Luisa hörte ihn sehr ernsthaft an, aber ohne ein Zeichen von Angst zu geben. Sie untersuchte das mysteriöse Briefchen. Sie sowohl wie Franco wußten, daß unter den Agenten der Regierung ein Ehrenmann war, der im Jahre 1849 und 1850 mehrere Patrioten gerettet hatte, indem er sie heimlich gewarnt hatte; aber sie wußten auch, daß dieser Ehrenmann weder von Orthographie noch von Grammatik eine Ahnung hatte. Und das von der Pasotti überbrachte Briefchen war durchaus korrekt. Was den Kommissär anbetrifft, so war bekannt, daß er eines der traurigsten und bösartigsten Werkzeuge der Regierung war. Luisa billigte die ablehnende Haltung ihres Gatten. »Ich möchte darauf schwören, daß sie dich zur Abreise veranlassen wollen,« sagte sie.

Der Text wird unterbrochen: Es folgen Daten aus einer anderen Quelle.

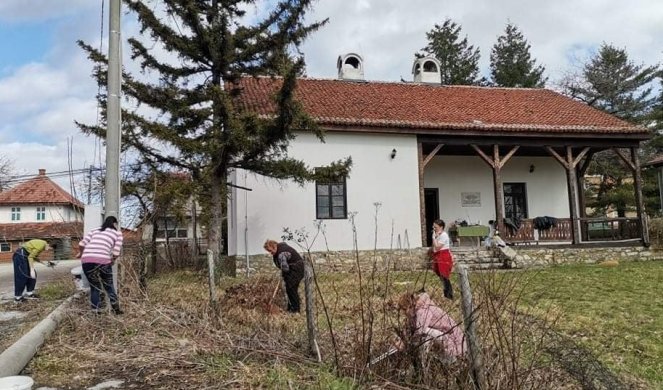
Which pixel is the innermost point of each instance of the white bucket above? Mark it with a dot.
(79, 278)
(16, 383)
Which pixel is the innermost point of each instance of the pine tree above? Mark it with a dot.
(610, 82)
(193, 122)
(459, 61)
(511, 64)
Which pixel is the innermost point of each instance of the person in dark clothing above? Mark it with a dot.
(291, 264)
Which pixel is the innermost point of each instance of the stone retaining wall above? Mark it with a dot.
(346, 261)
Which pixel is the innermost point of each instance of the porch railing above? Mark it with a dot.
(526, 232)
(610, 229)
(592, 229)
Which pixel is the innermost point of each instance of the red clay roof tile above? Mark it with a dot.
(38, 190)
(42, 230)
(423, 106)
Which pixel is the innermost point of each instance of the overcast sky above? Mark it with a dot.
(45, 79)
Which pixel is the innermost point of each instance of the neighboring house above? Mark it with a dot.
(39, 208)
(422, 150)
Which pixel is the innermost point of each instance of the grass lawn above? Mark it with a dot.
(170, 337)
(616, 312)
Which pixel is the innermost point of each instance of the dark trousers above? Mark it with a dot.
(100, 277)
(22, 279)
(292, 279)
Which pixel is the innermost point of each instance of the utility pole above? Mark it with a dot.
(113, 134)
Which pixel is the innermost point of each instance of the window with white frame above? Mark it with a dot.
(16, 213)
(172, 228)
(41, 213)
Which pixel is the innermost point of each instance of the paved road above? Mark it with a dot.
(44, 274)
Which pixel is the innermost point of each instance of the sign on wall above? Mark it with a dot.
(470, 199)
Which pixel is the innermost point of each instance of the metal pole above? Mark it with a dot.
(113, 135)
(246, 225)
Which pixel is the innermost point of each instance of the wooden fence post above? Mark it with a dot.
(470, 328)
(212, 282)
(310, 310)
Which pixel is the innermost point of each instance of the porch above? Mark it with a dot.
(520, 190)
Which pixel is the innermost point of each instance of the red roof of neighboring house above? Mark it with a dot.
(43, 230)
(38, 190)
(423, 106)
(657, 161)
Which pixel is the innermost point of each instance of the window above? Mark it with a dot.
(16, 213)
(171, 228)
(515, 201)
(41, 213)
(331, 200)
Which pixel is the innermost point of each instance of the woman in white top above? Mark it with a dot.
(442, 259)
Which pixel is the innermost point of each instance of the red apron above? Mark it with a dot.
(443, 262)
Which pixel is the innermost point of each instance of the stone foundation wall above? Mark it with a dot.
(413, 259)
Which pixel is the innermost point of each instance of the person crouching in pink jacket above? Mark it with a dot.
(429, 324)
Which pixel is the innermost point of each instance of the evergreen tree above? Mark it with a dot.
(610, 82)
(193, 121)
(5, 172)
(459, 61)
(511, 64)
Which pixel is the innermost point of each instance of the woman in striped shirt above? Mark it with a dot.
(98, 251)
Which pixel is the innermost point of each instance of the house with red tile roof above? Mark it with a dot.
(422, 151)
(39, 208)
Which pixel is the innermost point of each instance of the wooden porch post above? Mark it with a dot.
(634, 164)
(573, 195)
(422, 204)
(569, 163)
(639, 200)
(496, 163)
(499, 188)
(582, 169)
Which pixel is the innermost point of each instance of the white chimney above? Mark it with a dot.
(350, 67)
(426, 70)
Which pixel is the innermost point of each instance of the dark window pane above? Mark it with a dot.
(323, 212)
(338, 201)
(323, 201)
(323, 189)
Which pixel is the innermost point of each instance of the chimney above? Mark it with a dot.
(427, 70)
(350, 67)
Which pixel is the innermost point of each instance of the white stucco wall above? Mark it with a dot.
(547, 193)
(375, 177)
(52, 214)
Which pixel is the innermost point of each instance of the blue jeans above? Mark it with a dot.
(22, 279)
(100, 276)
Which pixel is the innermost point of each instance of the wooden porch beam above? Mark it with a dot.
(432, 154)
(483, 155)
(580, 156)
(557, 157)
(508, 156)
(624, 158)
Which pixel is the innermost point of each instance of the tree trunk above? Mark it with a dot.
(218, 188)
(153, 248)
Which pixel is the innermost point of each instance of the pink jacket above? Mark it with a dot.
(435, 324)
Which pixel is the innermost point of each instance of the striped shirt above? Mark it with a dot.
(100, 247)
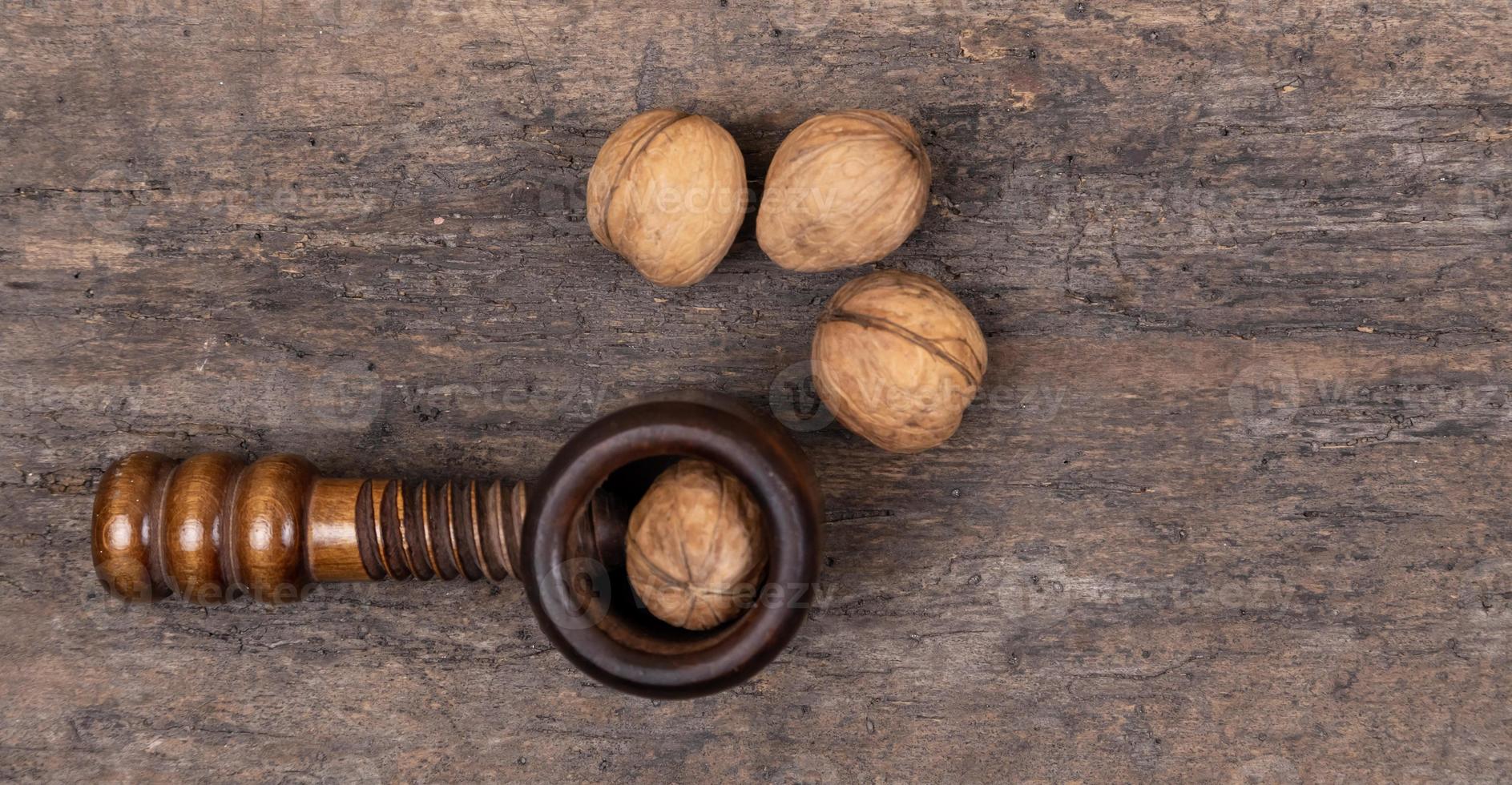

Franco war derselben Meinung, ohne jedoch einen vernünftigen Grund hierzu zu finden. Luisa hatte wohl einen im Sinn, der ihr durch ihre Verachtung für die Großmutter eingegeben wurde. Der Kommissär war ein guter Freund der Großmutter, das hatte er selbst in einer ihrer Meinung nach allzu raffinierten Schlauheit zugegeben. Im Handschuh des Kommissärs steckte die Kralle der Großmutter. Nicht Franco allein, sie alle sollten getroffen werden; und in der Person dessen, der mit seinen Mühen und mit seinem eigensten großmütigen Herzen die Familie erhielt, sollten sie getroffen werden. Luisa wußte aus Unterhaltungen, die ihr von den gewohnten müßigen Zungen hinterbracht worden waren, daß die Großmutter Onkel Piero verabscheute, weil Onkel Piero ihrem Enkel die Möglichkeit gegeben hatte, sich gegen sie aufzulehnen und in der Rebellion ausreichend behaglich zu leben. Jetzt suchte man nach einem Vorwand, ihn zu treffen. Die Flucht des Neffen würde einem Geständnis gleichgekommen sein und wäre für eine Regierung wie die österreichische ein willkommener Vorwand, um den Oheim zu treffen. Luisa sprach es nicht sogleich aus, aber sie gab zu verstehen, daß sie eine Idee habe; und ihr Gatte entlockte sie ihr dann nach und nach. Als er sie gehört, schenkte er ihr im innersten Herzen Glauben, widerlegte sie aber mit Worten und suchte die Großmutter vor einer so unbegründeten und so ungeheuerlichen Anklage zu verteidigen. Wie nun die Sache auch immer sich verhalten mochte, Mann und Frau stimmten darin völlig überein, nicht vom Platz zu weichen und die Ereignisse abzuwarten. Deshalb standen sie davon ab, Vermutungen aufzustellen oder abzustreiten. Luisa stand auf, öffnete die Fensterläden, drehte sich um, um ihren Gatten im vollen Lichte lächelnd zu betrachten, und streckte ihm die Hand entgegen, die er mit heißem Herzen und stummem Munde faßte und drückte. Sie kamen sich vor wie Soldaten, die auf einem ruhigen Wege dem fernen Dröhnen der Kanonen und Gott weiß welchem Geschick entgegengeführt werden.